The world is using more, not less energy, with the United States leading this surge.  This fact will continue changing the world geopolitically and bring changes to global markets.  BP's seminal Statistical Review of World Energy 2019 was released in early June, and the findings revealed that the U.S. is leading the world in production of fossil fuels.  The report counters prevailing wisdom that peak oil demand is rapidly happening, when the exact opposite is taking place.

World oil records were broken in 2018 — according to the Review, "a new oil consumption record of 99.8 million barrels per day (mbpd), which is the ninth straight year global oil demand has increased."  Demand for oil grew 1.5 percent.  This is above the "decades-long average of 1.2 percent."

The Review showed that the U.S. is the world's top consumer at 20.5 mbpd in 2018, and China was second at 13.5 mbpd, with India in third place at 5.2 mbpd.  China and India are growing faster than world and U.S. consumer growth at 5 percent the past decade.  What's noticeable about the data is that "Asia Pacific has been the world's fastest growing oil market over the past decade with 2.7% average annual growth."

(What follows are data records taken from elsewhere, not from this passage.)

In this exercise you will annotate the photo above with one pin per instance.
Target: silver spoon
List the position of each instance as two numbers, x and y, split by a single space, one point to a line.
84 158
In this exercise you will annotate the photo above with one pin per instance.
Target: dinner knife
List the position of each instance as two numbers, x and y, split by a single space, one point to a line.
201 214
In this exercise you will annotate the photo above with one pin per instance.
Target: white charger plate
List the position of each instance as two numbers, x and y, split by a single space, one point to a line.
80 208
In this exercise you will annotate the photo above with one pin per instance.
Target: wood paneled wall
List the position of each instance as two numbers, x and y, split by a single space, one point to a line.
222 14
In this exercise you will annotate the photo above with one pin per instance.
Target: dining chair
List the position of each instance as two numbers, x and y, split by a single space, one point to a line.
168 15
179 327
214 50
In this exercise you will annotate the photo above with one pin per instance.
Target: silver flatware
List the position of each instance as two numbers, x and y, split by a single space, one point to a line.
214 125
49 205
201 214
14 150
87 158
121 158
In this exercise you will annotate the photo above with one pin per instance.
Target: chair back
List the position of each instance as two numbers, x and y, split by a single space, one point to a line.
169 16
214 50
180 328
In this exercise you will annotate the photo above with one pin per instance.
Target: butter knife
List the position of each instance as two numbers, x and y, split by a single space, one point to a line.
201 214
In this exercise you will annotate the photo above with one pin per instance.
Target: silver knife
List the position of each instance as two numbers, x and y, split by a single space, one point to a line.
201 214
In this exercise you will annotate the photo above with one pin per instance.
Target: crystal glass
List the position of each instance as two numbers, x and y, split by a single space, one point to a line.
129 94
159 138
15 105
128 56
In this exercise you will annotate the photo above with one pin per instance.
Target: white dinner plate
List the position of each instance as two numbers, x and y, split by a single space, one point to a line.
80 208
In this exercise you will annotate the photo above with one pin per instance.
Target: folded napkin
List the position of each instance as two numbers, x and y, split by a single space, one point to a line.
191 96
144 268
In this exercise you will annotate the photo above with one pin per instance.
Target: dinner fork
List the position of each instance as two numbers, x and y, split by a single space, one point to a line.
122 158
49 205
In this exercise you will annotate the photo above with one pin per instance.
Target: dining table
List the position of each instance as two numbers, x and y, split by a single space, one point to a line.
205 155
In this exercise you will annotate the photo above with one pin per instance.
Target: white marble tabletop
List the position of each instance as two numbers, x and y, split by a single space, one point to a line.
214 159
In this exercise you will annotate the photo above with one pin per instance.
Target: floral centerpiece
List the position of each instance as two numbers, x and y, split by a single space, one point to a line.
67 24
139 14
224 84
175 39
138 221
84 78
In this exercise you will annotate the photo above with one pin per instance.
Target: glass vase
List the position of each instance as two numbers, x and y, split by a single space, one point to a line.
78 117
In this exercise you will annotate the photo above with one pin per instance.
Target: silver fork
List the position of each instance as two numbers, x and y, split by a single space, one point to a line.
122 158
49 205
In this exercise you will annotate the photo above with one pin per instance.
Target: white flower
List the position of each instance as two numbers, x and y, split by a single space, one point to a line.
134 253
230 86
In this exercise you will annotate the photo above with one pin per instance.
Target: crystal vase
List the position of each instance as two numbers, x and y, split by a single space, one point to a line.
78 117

BP also released the emergence of a new global oil production record in 2018 that averaged 94.7 mbpd.  This increased from 2.22 million mbpd from 2017.  The U.S. came in at 15.3 mbpd and led all countries by increasing production from 2017 by over 2.18 mbpd.  The U.S. added 98 percent of total global additions, an astonishing figure.

Before the U.S. shale exploration and production (E&P) took off, oil was over $100 a barrel, but since the 2014 oil crash, global oil production has increased by 11.6 mbpd and shows no signs of slowing down.  What Russell Gold of The Wall Street Journal calls "the shale boom" has seen "U.S. oil production increase by 8.5 mbpd — equal to 73.2% of the global increase in production."